Redneck Vs Alien: Altered (2006) Review

In 1999 a couple of blokes by the name of Daniel Myrick, and Eduardo Sanchez grabbed three untrained actors, a video camera, a permanently out of focus 16mm movie camera and created the ultra-low budget horror film The Blair Witch Project.

You may have heard of it. It did reasonably well at the time.

Of course the problem for film-makers who create such ridiculously successful films with their first swing of the bat is that there’s really only one way to go from there, and that’s down. So, what have Daniel and Eduardo been up to since Blair Witch? Well, Daniel established the production company Raw Feed whose debut production was the direct-to-video stinker Rest Stop. Eduardo Sanchez fares a little better as the director and co-writer of his first film since Blair Witch, Altered.

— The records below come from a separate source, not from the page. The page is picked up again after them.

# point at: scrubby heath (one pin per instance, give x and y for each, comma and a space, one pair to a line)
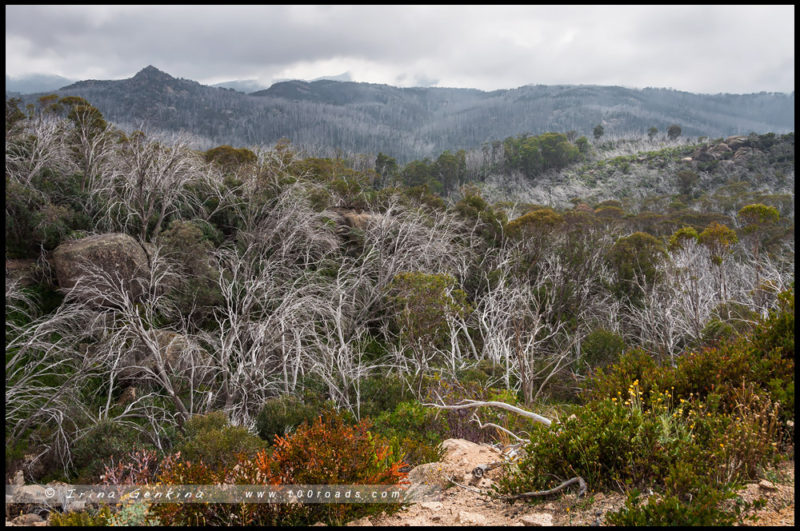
237, 314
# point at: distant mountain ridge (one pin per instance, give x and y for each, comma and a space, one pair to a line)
410, 123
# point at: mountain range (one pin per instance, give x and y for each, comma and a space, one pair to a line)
327, 116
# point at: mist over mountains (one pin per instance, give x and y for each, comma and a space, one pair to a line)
410, 123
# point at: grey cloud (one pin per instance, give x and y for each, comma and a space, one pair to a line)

Altered starts with three rednecks poking around the woods at night looking for some sort of, possibly extra-terrestrial, creature. Much to their surprise they actually capture their prey and subsequently seem quite uncertain about what to do with it. After wrapping, taping, and chaining the clearly dangerous creature they decide to take it to Wyatt (Adam Kaufman), a young man who clearly has a history with it, or its of its kind.

The thing I really like about Altered was the fact that I was never really sure where it was headed or what was going to happen next. It’s comparatively unpredictable in a genre renowned for being formulaic. Sanchez resists giving us too much exposition up front which keeps you guessing about the nature of the beast and its history with the protagonists.

The pacing is a bit uneven, and it does tend to spend too much time lingering on the repetitive squabbles the protagonists have with one another about what to do with the creature. But once it gets past these flat spots Altered is a very solid genre pic.

I suspect Sanchez had little time, money, or both to shoot the film because it pretty much takes place all at one location, with a number of contrivances clearly designed to confine the action to one spot. Having said that, this actually tends to work in the film’s favour, giving it a tense claustrophobic feel.

Altered is not high art but at a time when so many modern horror movies are sub-standard regurgitations of other horror movies, it stands out as a refreshingly original example of the genre.